Assistenza transfrontaliera. Dubbi sul decreto. Salta il voto in commissione Affari sociali
di Giovanni Rodriquez
Diverse le obiezioni sul Dlgs di recepimento della direttiva europea sollevate da Anna Miotto (Pd) e fatte proprie anche dai deputati del M5S. Nel testo, tra gli erogatori, non è presente il privato convenzionato. Poco chiaro anche l’art. 12 che salvaguarda l’obiezione di coscienza per i farmacisti, una normativa non presente in Italia
05 FEB - Rimandato a domani il voto in Commissione Affari Sociali sul
Dlgs di recepimento della direttiva sull’assistenza sanitaria transfrontaliera. Diverse le obiezioni sollevate oggi da
Anna Miotto (Pd) e fatte proprie anche dai deputati del M5S. Innanzitutto, ha fatto notare la deputata del Partito democratico. nella direttiva si parla di “assicurati”, un termine che potrebbe creare qualche problema data la diversa organizzazione del nostro Sistema sanitario nazionale. Per quanto poi riguarda gli erogatori, ha sottolineato Miotto, nel testo si parla di “persone fisiche e giuridiche pubbliche e private. Non vengono contemplate quelle private accreditate, una realtà che ha una presenza importante nel nostro Paese. Se non si fa attenzione si potrebbero avere ricadute di non poco conto sul nostro sistema di assistenza. Serve una norma di tutela per il Ssn”.
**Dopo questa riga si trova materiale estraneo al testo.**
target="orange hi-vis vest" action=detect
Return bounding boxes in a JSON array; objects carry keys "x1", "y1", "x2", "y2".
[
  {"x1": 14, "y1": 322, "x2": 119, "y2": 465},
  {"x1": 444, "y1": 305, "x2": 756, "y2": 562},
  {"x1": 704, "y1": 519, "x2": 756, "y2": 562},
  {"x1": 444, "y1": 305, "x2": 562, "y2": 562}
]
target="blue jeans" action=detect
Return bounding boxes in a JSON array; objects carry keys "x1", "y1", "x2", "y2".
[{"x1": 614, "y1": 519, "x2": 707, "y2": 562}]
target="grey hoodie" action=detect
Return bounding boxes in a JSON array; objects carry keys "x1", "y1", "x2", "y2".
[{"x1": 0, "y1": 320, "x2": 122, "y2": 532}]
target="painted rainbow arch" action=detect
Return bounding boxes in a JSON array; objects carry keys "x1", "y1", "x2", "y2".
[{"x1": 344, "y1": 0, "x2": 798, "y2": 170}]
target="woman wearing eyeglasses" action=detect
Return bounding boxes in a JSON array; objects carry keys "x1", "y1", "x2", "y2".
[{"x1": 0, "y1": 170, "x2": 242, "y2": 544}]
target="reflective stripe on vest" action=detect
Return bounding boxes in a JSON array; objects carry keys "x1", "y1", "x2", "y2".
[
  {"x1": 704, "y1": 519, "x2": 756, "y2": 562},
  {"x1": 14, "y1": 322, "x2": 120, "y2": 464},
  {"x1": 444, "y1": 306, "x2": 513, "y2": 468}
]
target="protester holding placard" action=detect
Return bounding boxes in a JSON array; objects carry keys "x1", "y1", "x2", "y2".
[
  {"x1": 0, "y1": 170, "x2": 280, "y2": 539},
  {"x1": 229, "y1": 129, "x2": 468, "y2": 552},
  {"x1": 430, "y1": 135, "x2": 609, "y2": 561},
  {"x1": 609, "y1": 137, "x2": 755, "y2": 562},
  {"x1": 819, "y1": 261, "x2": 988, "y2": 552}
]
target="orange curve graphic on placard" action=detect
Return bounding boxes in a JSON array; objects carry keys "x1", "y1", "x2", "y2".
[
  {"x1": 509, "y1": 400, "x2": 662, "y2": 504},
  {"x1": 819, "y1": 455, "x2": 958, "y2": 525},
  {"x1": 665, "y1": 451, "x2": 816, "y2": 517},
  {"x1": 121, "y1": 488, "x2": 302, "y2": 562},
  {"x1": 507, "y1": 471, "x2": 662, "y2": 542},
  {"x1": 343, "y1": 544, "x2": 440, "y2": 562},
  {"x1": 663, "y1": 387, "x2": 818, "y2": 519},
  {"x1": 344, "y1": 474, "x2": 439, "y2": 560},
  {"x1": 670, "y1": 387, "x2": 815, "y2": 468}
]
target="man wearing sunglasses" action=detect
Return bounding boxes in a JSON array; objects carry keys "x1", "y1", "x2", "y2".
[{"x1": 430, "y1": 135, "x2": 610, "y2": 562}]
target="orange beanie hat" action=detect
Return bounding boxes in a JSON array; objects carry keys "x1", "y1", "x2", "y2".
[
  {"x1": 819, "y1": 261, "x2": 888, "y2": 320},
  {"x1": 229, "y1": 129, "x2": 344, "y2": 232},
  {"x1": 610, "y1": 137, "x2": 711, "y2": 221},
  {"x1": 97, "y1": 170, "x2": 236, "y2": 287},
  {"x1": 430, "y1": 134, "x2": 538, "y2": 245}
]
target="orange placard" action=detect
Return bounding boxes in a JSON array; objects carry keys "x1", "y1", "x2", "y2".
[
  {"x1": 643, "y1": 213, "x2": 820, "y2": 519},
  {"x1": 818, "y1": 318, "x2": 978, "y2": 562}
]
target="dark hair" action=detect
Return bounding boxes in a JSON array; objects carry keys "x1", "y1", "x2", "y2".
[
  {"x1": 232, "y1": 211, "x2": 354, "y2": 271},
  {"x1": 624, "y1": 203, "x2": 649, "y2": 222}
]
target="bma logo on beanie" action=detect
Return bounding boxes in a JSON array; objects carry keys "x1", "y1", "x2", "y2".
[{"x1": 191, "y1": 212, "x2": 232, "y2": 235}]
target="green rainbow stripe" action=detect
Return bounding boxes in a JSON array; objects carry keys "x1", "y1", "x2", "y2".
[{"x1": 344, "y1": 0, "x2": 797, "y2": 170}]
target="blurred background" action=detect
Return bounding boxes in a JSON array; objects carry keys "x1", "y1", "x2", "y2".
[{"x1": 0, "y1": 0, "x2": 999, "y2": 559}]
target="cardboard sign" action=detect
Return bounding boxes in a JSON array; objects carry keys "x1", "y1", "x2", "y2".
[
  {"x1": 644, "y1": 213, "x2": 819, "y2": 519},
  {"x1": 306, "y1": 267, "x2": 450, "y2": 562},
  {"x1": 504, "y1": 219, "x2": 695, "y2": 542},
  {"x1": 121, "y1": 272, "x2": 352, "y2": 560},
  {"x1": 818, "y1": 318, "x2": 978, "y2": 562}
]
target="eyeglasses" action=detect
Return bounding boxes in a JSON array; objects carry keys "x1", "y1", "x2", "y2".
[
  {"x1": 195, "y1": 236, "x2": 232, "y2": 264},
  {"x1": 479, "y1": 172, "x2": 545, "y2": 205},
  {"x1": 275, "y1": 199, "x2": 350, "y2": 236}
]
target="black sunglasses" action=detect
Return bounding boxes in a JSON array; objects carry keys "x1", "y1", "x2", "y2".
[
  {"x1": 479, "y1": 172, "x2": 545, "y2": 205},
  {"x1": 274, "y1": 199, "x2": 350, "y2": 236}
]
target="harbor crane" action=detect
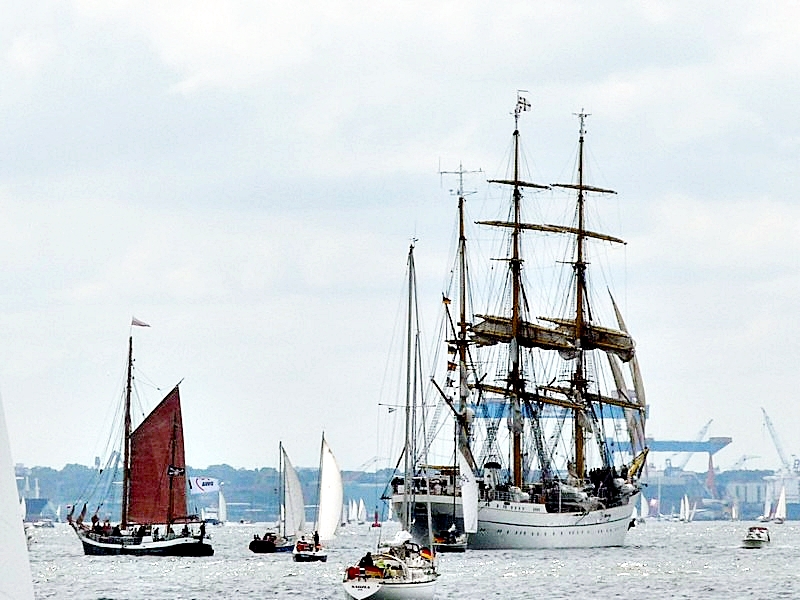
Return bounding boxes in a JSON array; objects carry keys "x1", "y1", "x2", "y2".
[
  {"x1": 761, "y1": 406, "x2": 800, "y2": 473},
  {"x1": 672, "y1": 419, "x2": 714, "y2": 470},
  {"x1": 730, "y1": 454, "x2": 761, "y2": 471}
]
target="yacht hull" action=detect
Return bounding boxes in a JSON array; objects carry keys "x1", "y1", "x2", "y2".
[{"x1": 343, "y1": 579, "x2": 436, "y2": 600}]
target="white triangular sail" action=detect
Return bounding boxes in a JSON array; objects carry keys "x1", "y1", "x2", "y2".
[
  {"x1": 217, "y1": 490, "x2": 228, "y2": 523},
  {"x1": 775, "y1": 486, "x2": 786, "y2": 521},
  {"x1": 458, "y1": 450, "x2": 478, "y2": 533},
  {"x1": 281, "y1": 446, "x2": 306, "y2": 535},
  {"x1": 358, "y1": 498, "x2": 367, "y2": 523},
  {"x1": 316, "y1": 436, "x2": 344, "y2": 540},
  {"x1": 347, "y1": 498, "x2": 358, "y2": 523},
  {"x1": 0, "y1": 402, "x2": 33, "y2": 600}
]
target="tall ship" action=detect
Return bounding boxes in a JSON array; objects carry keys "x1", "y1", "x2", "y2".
[
  {"x1": 67, "y1": 326, "x2": 214, "y2": 556},
  {"x1": 391, "y1": 96, "x2": 647, "y2": 549}
]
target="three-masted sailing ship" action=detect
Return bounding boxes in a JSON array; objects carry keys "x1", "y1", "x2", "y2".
[
  {"x1": 68, "y1": 330, "x2": 214, "y2": 556},
  {"x1": 392, "y1": 96, "x2": 647, "y2": 549}
]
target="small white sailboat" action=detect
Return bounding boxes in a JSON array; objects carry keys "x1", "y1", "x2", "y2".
[
  {"x1": 742, "y1": 525, "x2": 770, "y2": 548},
  {"x1": 292, "y1": 434, "x2": 344, "y2": 562},
  {"x1": 342, "y1": 244, "x2": 438, "y2": 600},
  {"x1": 636, "y1": 492, "x2": 650, "y2": 523},
  {"x1": 0, "y1": 392, "x2": 33, "y2": 600},
  {"x1": 356, "y1": 498, "x2": 367, "y2": 525},
  {"x1": 347, "y1": 498, "x2": 358, "y2": 523},
  {"x1": 757, "y1": 496, "x2": 772, "y2": 523},
  {"x1": 248, "y1": 443, "x2": 306, "y2": 554},
  {"x1": 772, "y1": 486, "x2": 786, "y2": 525}
]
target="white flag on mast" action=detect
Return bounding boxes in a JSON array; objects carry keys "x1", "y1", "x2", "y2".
[{"x1": 189, "y1": 477, "x2": 219, "y2": 494}]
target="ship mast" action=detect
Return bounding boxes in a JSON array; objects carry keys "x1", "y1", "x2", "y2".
[
  {"x1": 403, "y1": 240, "x2": 416, "y2": 528},
  {"x1": 508, "y1": 96, "x2": 530, "y2": 487},
  {"x1": 439, "y1": 163, "x2": 482, "y2": 467},
  {"x1": 572, "y1": 111, "x2": 589, "y2": 479},
  {"x1": 120, "y1": 336, "x2": 133, "y2": 529}
]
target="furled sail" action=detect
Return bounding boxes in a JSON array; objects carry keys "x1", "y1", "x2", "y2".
[
  {"x1": 316, "y1": 437, "x2": 344, "y2": 540},
  {"x1": 609, "y1": 294, "x2": 647, "y2": 454},
  {"x1": 458, "y1": 451, "x2": 478, "y2": 533},
  {"x1": 472, "y1": 315, "x2": 575, "y2": 351},
  {"x1": 541, "y1": 317, "x2": 635, "y2": 362},
  {"x1": 606, "y1": 353, "x2": 645, "y2": 455},
  {"x1": 281, "y1": 446, "x2": 306, "y2": 535},
  {"x1": 127, "y1": 386, "x2": 186, "y2": 523}
]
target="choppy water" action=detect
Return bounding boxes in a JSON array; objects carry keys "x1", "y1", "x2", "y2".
[{"x1": 30, "y1": 522, "x2": 800, "y2": 600}]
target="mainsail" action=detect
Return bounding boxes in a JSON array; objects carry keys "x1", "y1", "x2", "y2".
[
  {"x1": 127, "y1": 386, "x2": 186, "y2": 524},
  {"x1": 281, "y1": 445, "x2": 306, "y2": 536},
  {"x1": 316, "y1": 436, "x2": 344, "y2": 540},
  {"x1": 0, "y1": 392, "x2": 33, "y2": 600}
]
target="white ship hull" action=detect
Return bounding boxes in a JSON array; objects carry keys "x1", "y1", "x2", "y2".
[
  {"x1": 393, "y1": 495, "x2": 638, "y2": 550},
  {"x1": 469, "y1": 501, "x2": 633, "y2": 550}
]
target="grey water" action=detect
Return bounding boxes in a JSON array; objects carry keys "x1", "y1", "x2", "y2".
[{"x1": 30, "y1": 521, "x2": 800, "y2": 600}]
Un’altra obiezione è stata sollevata sull’art. 18, quello voluto dalle Regioni. Per Miotto la norma cedevole è “troppo generica, si parla di aspetti organizzativi che competono alle Regioni ma nel decreto questi aspetti organizzativi non sono presenti”. Per
Andrea Cecconi (M5S) l’art. 18 consegnerebbe un eccessivo potere decisionale alle singole Regioni e Asl. “Un cittadino dovrebbe chiedere il permesso alla propria Asl per potersi curare fuori e quest’ultima potrebbe riconoscergli il diritto solo se non è possibile garantirgli le stesse cure all’interno del territorio regionale o nazionale. Un’ ultima eccezione - ha spiegato Cecconi – potrebbe derivare da eventuali eccessivi tempi di attesa”.
Infine, risulta dubbia la scrittura dell’art. 12. In particolare il riferimento è al comma 3, quello riguardante l’obiezione di coscienza per i farmacisti. “La direttiva tende a salvaguardare la normativa degli Stati membri sulla materia - ha spiegato Miotto - ma in Italia una normativa sul tema non c’è”. Sulla stessa lunghezza d’onda Cecconi che reputa “poco chiara la salvaguardia di un’obiezione di coscienza per i farmacisti non prevista dalla legge italiana”.